While not the most common type of personal injury dealt with at McKenzie & Snyder, serious dog bite injuries are surprisingly common. With an estimated three million dog bites between 2008 and 2013, man’s best friend may be a bit more dangerous than we would like to think.
A dog bite could be nothing more than broken skin, but could also be as serious as leading to the loss of a limb or the transmission of a life-threatening disease. Fortunately, McKenzie & Snyder is here to help. Here are the five top things to remember if you or a loved one are bitten by a dog:
1. Protect Yourself
In the best-case scenario, a dog would never attack a person. In the second best-case scenario, the attacking dog could be subdued without hurting it. However, the law leaves room for a third and most probable situation. In order to protect yourself or your loved one, you are given the legal freedom to harm the dog if the situation requires.
This could include hitting or throwing something at the dog to get it away from yourself or the person it is attacking. You are allowed to do what needs to be done to protect yourself in the situation. After the dog is subdued or scared off, the next step is to…
2. Seek Immediate Medical Attention
A dog bite is a serious injury. A dog bite could lead to infection, the transmission of diseases, loss of tissue, serious scars, or even loss of limb if left untreated. It is important to seek medical attention immediately after a dog bite.

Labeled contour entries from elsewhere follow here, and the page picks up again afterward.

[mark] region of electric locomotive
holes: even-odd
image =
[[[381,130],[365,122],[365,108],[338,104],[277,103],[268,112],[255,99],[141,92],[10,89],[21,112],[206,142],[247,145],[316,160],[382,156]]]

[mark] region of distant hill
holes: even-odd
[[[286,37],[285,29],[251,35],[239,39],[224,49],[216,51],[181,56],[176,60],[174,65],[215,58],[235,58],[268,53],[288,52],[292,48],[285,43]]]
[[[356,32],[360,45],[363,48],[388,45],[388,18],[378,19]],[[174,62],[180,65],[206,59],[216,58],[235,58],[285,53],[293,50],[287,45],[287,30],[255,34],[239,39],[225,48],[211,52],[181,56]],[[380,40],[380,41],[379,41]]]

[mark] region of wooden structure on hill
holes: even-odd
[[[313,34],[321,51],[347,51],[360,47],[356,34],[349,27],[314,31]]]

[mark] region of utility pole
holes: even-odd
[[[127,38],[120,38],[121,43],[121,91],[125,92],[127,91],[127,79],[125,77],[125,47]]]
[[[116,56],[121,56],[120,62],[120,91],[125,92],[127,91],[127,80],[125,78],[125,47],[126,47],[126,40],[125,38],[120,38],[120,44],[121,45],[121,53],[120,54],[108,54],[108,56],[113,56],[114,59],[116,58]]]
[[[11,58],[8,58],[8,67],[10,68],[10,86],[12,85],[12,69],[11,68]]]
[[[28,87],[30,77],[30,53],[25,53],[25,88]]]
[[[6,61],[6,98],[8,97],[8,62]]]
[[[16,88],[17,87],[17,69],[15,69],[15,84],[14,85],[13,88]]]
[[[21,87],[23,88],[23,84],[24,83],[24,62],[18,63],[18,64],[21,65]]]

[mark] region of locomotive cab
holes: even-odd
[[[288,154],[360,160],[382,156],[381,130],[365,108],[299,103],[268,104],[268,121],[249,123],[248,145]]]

Immediate medical attention could include wrapping the wound to prevent bleeding, calling an ambulance, or driving an injured loved one to the emergency room. However serious the injury, medical attention should be sought immediately to make sure that no serious damage has occurred.
3. Report the Attack
After your initial medical needs are met, the next step is reporting of the attack. Ohio law health care providers and veterinarians with knowledge of a dog bite to report it within twenty-four hours with the local health commissioner in the district where the dog bite happened.
Reporting is important. Not only is it legally required; it can become the first piece of evidence needed to begin building a legal case. Reporting also gives a licensed health official the ability to test the dog for certain diseases that could have been transmitted, such as rabies.
4. Follow Up
After seeking immediate medical attention and reporting the attack within the first twenty-four hours, following up with your medical provider's recommendations is essential. While the first visit to a doctor may seem like the most important, continued medical treatment is imperative for getting back to 100%.
Always listen to your doctor or certified medical provider. If a doctor has specific recommendations for how to further care for your dog bite injury or instructs that you schedule follow up appointments, it is important to follow those recommendations and instructions.
This could be as simple as scheduling a follow-up appointment at a later day or as serious as undergoing recommended surgery. As you continue to follow up with medical professionals and treat your injuries, the fifth and final step is to…
5. Consider Legal Options
Once treatment has started and the attack has been reported, it is important to have trained professionals on YOUR side that know how to navigate the legal system and fight on your behalf. The attorneys at McKenzie & Snyder can help you navigate the process of getting compensation for your injury. No one wishes for a dog bite to happen. If one does, McKenzie & Snyder is here to fight for you.